I've learned that there are some high-tech tools available to "up the odds" of success when it comes to New Year's resolutions. Your PC is a tremendous tool for not only printing out your resolutions but actively reminding you about them on a schedule determined by you. The computer can also be useful in helping you plan and log the steps necessary to achieve your resolution. People without computers are forced to post their written resolutions on the fridge with a magnet or on inside of their medicine cabinet door (better be careful what resolutions you post there because your guests really do open it for a look while in your bathroom -oh, trust me)
Let's consider two great methods available to self-monitor progress on your resolutions. One is free and uses the Internet. The other uses software you buy for your computer.
The first is a service is provided by a web site called Resolutions Reminders. This site boasts that "if you need someone to hound you into doing something good for yourself you've found the right service." You fill in a simple form with your desired resolution then you will receive monthly email reminders of your resolutions (free) along with some useful links specifically relevant to your resolutions. They offer free advice for you on any topic you can use. On the main site you'll find links to everything from Internet dating to smoking cessation. Subscription to this service is free until you unsubscribe if you should ever tire of the messages bugging you to do the right thing! There are many other services on the Internet with varying costs and service offerings. A quick search in Google.com for "reminder services" will bring up a healthy list from which you can choose.
The other method for time-tracking progress toward a goal is a product called Microsoft Outlook. It includes a calendar feature you can use to configure reminders that will pop up on your screen. You have the option of either "snoozing" the reminder or "dismissing" it. For those of us that spend a good chunk of our working hours in front of the computer, there are few tools that are more useful in reminding us of our resolutions than a computer running Outlook. To use this feature just click on the calendar in Outlook, then double-click on any day or time in the calendar. Enter in the information about your new year's resolution and set the reminder time. When your pre-selected time arrives you'll have a pop-up appear on the screen that you can "snooze" until you are satisfied that you've fulfilled your resolution.

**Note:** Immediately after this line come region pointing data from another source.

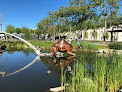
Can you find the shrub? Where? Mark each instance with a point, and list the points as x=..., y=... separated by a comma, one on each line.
x=117, y=46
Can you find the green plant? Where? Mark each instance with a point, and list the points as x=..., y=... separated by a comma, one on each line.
x=117, y=46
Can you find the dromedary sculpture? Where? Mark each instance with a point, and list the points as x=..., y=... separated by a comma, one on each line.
x=63, y=46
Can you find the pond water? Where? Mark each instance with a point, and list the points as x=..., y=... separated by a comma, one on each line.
x=34, y=78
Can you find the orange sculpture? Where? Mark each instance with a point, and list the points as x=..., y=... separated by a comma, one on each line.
x=63, y=46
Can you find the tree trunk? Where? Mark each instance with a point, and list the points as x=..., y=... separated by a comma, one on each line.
x=54, y=33
x=59, y=34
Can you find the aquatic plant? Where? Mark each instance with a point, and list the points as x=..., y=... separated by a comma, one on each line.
x=104, y=74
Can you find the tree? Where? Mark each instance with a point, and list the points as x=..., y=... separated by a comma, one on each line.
x=107, y=7
x=18, y=30
x=10, y=29
x=26, y=32
x=94, y=34
x=86, y=34
x=106, y=35
x=43, y=25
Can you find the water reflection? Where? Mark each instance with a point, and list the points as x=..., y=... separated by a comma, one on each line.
x=30, y=75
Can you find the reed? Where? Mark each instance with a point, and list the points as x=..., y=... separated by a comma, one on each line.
x=105, y=75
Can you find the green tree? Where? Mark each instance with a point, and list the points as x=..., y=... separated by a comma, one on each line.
x=26, y=33
x=10, y=29
x=18, y=30
x=94, y=34
x=106, y=35
x=43, y=25
x=37, y=32
x=107, y=7
x=86, y=34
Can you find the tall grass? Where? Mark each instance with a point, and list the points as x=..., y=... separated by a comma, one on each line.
x=106, y=75
x=42, y=44
x=88, y=46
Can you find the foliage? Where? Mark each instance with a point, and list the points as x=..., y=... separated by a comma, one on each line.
x=17, y=30
x=86, y=34
x=37, y=32
x=117, y=46
x=26, y=32
x=106, y=35
x=94, y=74
x=51, y=30
x=10, y=29
x=94, y=34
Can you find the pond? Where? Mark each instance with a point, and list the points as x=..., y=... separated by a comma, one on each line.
x=33, y=77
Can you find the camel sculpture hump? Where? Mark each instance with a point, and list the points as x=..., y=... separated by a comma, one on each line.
x=62, y=46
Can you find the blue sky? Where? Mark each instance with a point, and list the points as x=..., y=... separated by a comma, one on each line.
x=28, y=12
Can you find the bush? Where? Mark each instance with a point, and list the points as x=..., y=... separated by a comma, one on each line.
x=117, y=46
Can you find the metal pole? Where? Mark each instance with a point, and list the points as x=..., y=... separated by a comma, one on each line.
x=1, y=21
x=6, y=31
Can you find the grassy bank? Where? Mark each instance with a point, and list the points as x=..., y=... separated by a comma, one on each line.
x=105, y=75
x=47, y=44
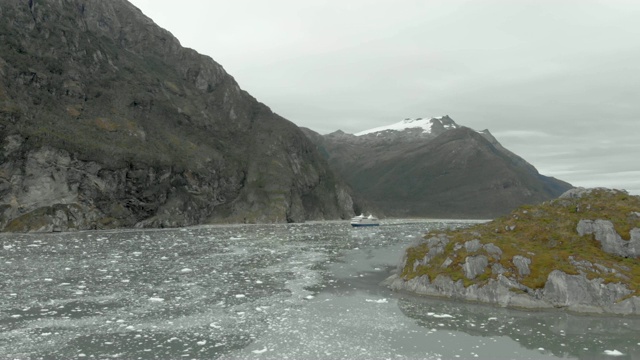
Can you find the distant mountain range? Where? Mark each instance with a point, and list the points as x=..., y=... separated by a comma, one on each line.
x=106, y=121
x=433, y=167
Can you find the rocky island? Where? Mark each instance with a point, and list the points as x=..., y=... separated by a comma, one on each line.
x=578, y=252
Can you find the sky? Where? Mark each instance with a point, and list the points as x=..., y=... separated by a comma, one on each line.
x=555, y=81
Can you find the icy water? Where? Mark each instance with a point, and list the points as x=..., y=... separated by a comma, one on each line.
x=297, y=291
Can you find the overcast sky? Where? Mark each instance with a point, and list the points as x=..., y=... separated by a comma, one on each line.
x=555, y=81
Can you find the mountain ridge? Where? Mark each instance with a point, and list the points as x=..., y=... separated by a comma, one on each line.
x=433, y=167
x=107, y=121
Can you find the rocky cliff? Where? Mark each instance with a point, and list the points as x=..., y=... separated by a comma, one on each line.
x=437, y=169
x=107, y=121
x=578, y=252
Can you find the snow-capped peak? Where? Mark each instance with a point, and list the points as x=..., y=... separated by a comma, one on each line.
x=409, y=123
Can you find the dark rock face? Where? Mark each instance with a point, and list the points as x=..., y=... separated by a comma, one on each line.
x=450, y=172
x=107, y=121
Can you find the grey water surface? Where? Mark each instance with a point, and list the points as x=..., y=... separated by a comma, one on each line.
x=294, y=291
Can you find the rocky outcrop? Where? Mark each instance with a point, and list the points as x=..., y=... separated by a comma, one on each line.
x=609, y=239
x=107, y=121
x=535, y=274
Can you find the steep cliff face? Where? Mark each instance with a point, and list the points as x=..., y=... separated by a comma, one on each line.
x=578, y=252
x=436, y=169
x=107, y=121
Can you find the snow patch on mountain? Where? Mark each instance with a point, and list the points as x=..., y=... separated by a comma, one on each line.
x=408, y=123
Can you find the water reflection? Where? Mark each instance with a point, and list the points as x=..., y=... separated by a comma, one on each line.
x=551, y=332
x=268, y=291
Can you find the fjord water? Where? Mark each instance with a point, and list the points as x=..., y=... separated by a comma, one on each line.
x=294, y=291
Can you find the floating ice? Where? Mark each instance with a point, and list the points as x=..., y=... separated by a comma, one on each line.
x=613, y=353
x=259, y=351
x=379, y=301
x=439, y=316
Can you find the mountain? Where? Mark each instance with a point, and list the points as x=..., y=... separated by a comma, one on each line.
x=107, y=121
x=433, y=167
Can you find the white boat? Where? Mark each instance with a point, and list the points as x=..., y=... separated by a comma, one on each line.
x=361, y=220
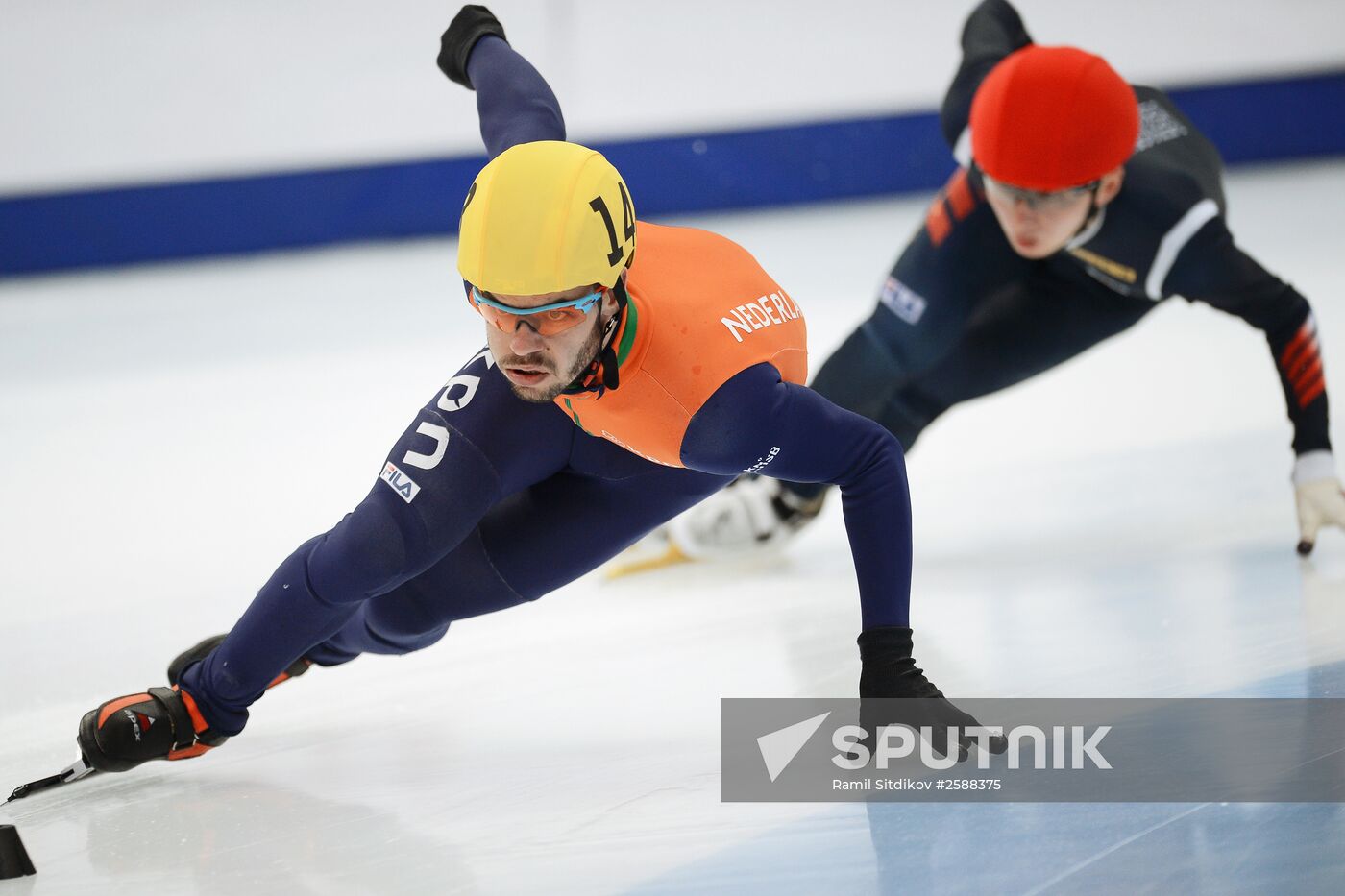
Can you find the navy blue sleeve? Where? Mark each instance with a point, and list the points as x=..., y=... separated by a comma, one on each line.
x=1213, y=269
x=755, y=422
x=513, y=100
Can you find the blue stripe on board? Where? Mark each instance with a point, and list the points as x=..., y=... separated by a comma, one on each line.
x=1250, y=121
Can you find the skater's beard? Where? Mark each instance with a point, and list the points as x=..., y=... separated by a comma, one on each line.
x=558, y=382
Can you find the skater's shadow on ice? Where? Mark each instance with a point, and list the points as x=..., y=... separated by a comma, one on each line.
x=222, y=835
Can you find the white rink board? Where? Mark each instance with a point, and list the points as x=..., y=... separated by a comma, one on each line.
x=1119, y=526
x=110, y=93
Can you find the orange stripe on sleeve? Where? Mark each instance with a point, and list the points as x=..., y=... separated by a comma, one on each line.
x=959, y=195
x=1301, y=341
x=938, y=222
x=1315, y=388
x=1308, y=375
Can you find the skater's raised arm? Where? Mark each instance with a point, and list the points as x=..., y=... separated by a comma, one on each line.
x=992, y=31
x=513, y=100
x=1213, y=269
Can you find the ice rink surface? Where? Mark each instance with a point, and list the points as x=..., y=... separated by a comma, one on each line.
x=1120, y=526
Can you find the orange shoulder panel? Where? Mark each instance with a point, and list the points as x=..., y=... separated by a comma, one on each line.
x=701, y=311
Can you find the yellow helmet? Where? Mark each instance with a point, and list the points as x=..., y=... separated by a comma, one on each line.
x=545, y=217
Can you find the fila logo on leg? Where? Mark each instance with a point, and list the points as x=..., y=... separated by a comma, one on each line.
x=400, y=482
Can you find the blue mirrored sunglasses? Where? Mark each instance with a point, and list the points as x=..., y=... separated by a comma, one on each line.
x=1038, y=200
x=548, y=319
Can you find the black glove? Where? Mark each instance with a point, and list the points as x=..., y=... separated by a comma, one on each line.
x=891, y=671
x=468, y=26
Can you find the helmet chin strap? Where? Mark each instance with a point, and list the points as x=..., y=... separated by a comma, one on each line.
x=1092, y=208
x=602, y=372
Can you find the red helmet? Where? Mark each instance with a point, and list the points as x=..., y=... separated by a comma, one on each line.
x=1052, y=117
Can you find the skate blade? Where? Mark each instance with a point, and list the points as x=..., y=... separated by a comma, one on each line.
x=642, y=559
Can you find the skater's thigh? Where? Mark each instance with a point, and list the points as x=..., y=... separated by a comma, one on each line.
x=571, y=523
x=555, y=530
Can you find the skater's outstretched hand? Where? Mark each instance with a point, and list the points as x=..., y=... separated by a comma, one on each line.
x=890, y=671
x=468, y=26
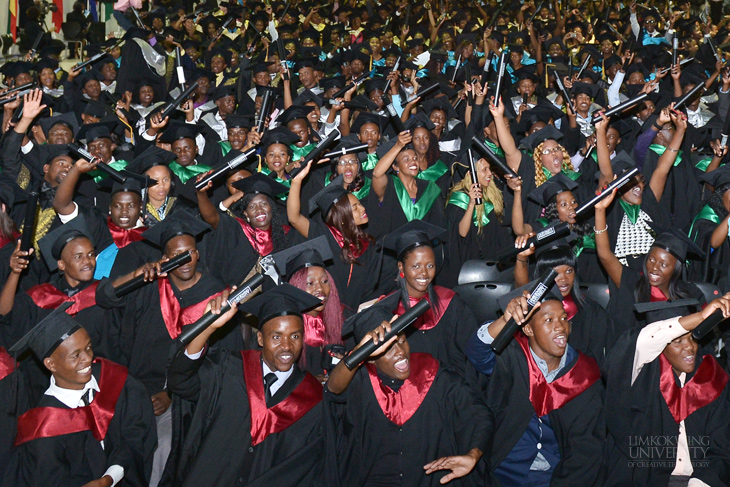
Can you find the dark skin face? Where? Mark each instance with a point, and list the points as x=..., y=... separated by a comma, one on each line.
x=125, y=208
x=60, y=134
x=300, y=128
x=548, y=331
x=70, y=363
x=660, y=266
x=57, y=170
x=419, y=269
x=78, y=261
x=281, y=340
x=259, y=212
x=185, y=149
x=395, y=363
x=101, y=148
x=681, y=353
x=187, y=275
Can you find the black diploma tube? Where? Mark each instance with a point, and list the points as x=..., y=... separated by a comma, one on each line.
x=31, y=206
x=585, y=65
x=191, y=331
x=179, y=100
x=620, y=108
x=500, y=75
x=316, y=152
x=563, y=91
x=346, y=150
x=536, y=293
x=625, y=177
x=361, y=354
x=348, y=87
x=493, y=158
x=263, y=114
x=421, y=93
x=222, y=169
x=544, y=236
x=707, y=325
x=138, y=281
x=110, y=171
x=474, y=177
x=689, y=95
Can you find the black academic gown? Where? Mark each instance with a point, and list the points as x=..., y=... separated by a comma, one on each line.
x=73, y=459
x=578, y=425
x=365, y=447
x=639, y=411
x=218, y=448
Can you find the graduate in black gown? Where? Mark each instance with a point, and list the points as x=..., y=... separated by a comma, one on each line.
x=660, y=388
x=343, y=221
x=257, y=416
x=94, y=424
x=401, y=418
x=546, y=398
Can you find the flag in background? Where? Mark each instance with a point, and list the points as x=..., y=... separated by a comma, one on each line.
x=58, y=14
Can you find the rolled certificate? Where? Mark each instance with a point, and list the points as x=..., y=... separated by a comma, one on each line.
x=620, y=107
x=224, y=168
x=110, y=171
x=493, y=158
x=359, y=355
x=191, y=331
x=138, y=281
x=536, y=293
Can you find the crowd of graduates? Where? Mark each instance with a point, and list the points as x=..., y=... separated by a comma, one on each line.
x=204, y=222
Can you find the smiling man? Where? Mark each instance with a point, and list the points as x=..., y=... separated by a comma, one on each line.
x=257, y=415
x=93, y=425
x=545, y=397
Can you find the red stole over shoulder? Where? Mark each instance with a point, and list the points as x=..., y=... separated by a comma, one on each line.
x=7, y=364
x=399, y=406
x=260, y=240
x=430, y=318
x=123, y=237
x=174, y=317
x=48, y=422
x=265, y=421
x=47, y=296
x=704, y=387
x=548, y=397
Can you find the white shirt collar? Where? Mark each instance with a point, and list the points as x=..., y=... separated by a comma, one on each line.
x=71, y=397
x=281, y=377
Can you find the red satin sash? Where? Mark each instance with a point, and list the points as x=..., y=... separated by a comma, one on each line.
x=704, y=387
x=341, y=242
x=548, y=397
x=260, y=240
x=7, y=364
x=265, y=421
x=123, y=237
x=430, y=318
x=399, y=406
x=47, y=296
x=48, y=422
x=571, y=309
x=174, y=317
x=314, y=330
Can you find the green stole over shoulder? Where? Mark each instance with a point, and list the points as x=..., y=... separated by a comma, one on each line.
x=461, y=199
x=186, y=173
x=660, y=149
x=360, y=193
x=434, y=172
x=417, y=210
x=100, y=176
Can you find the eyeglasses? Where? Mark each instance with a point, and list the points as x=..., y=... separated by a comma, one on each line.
x=547, y=152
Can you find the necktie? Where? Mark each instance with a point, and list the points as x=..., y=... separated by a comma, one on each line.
x=269, y=380
x=86, y=398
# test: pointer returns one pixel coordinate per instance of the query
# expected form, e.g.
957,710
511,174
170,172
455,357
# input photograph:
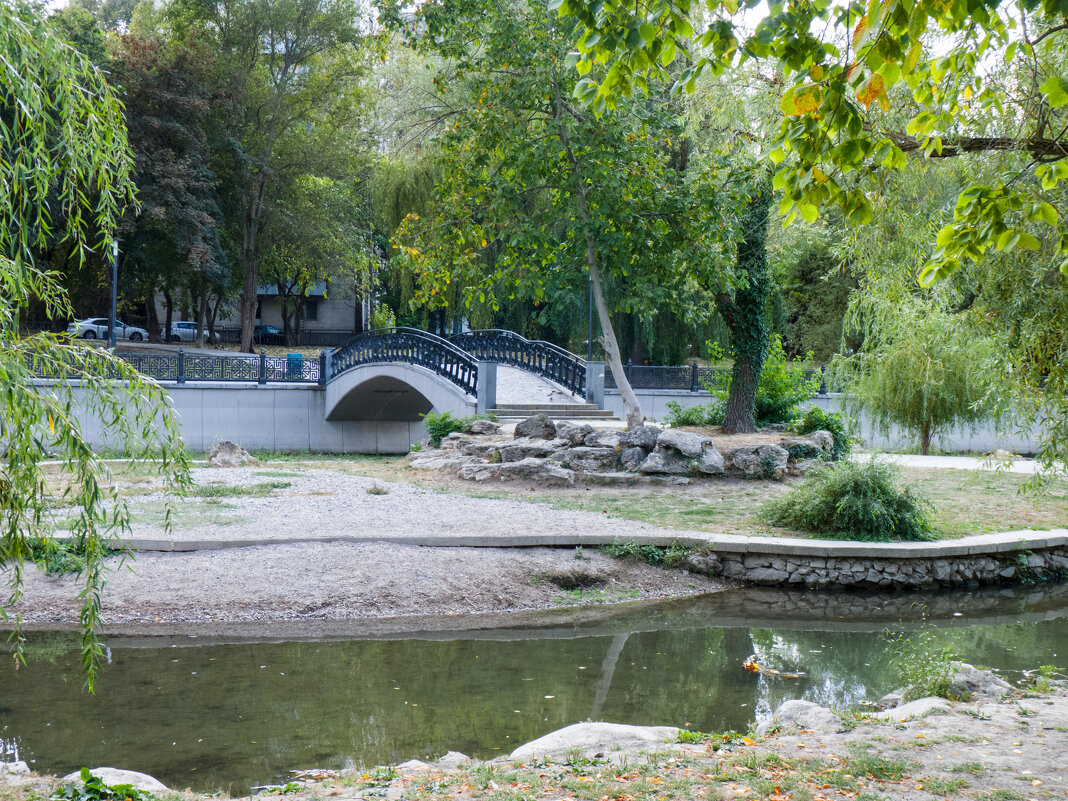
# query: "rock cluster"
910,570
554,454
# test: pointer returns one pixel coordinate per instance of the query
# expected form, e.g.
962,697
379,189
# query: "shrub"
815,419
784,385
441,424
700,414
851,501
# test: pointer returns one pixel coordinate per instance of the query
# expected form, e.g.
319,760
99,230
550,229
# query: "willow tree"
65,174
535,190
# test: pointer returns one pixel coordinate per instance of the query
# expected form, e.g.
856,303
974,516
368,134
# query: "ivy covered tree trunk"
744,315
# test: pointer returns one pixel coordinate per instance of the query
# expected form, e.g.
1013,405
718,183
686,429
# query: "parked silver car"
93,328
183,331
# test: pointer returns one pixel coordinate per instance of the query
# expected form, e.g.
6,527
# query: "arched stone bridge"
399,374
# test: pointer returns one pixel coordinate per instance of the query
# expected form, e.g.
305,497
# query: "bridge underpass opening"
382,397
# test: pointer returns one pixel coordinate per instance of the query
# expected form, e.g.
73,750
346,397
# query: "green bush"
851,501
441,424
784,383
700,414
815,419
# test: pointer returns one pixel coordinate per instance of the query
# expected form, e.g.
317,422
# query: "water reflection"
216,713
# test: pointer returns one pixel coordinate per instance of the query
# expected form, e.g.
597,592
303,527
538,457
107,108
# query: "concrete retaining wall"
985,439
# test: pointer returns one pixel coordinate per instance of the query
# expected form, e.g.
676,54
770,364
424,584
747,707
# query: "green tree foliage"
851,501
536,194
287,73
64,168
922,368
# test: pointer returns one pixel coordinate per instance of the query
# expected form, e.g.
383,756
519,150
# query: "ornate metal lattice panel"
535,356
410,346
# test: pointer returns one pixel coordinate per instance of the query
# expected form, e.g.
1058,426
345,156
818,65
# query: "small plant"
924,664
697,414
95,789
815,419
851,501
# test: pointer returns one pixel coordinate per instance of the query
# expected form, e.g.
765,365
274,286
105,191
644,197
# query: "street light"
114,293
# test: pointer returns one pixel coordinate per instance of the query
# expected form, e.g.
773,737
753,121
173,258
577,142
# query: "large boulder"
596,737
802,715
536,426
230,454
603,438
760,461
644,437
587,459
530,449
631,458
969,682
574,433
455,441
482,427
112,776
662,460
684,442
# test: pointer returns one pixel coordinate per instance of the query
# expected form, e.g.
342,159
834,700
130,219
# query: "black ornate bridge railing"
684,377
251,368
535,356
410,346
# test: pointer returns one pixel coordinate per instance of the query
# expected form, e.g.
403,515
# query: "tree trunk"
744,315
631,408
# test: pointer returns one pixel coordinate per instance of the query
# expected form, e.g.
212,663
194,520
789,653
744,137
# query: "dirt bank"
324,581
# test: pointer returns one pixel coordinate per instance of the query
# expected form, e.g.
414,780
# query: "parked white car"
183,331
94,328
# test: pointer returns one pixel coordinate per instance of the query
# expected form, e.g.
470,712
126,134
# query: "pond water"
207,712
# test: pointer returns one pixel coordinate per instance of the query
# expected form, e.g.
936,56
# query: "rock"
913,709
229,454
603,438
441,461
483,427
597,737
644,437
452,759
613,480
536,426
111,776
802,715
707,564
762,461
686,443
539,471
968,681
822,440
665,461
530,448
631,458
454,441
891,699
801,450
574,433
587,459
710,460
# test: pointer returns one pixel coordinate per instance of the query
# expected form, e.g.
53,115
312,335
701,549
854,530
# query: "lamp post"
114,293
590,318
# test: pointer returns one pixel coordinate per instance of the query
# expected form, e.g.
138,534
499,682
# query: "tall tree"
64,166
285,68
535,190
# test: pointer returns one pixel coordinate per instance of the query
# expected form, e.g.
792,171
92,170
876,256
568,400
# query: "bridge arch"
393,392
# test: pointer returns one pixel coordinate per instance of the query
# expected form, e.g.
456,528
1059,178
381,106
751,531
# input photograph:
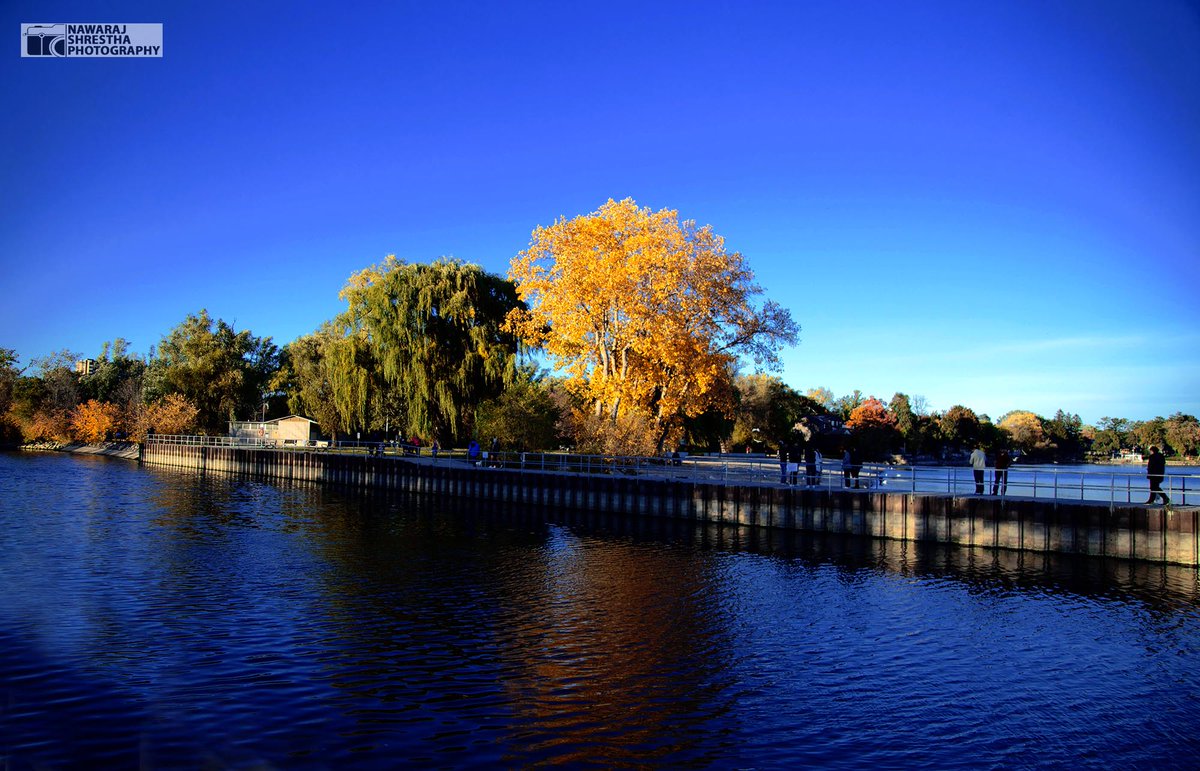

The guidelines and tools above can help you make more realistic New Year's resolutions and keep them. With the use of your computer there are many tools at your disposal for the planning, follow up, and completion of your resolutions. If you have a computer but don't have Microsoft Outlook (or any other calendar program) and you don't have Internet access then, well, Target has some neat fridge magnets I saw - 5 for a buck.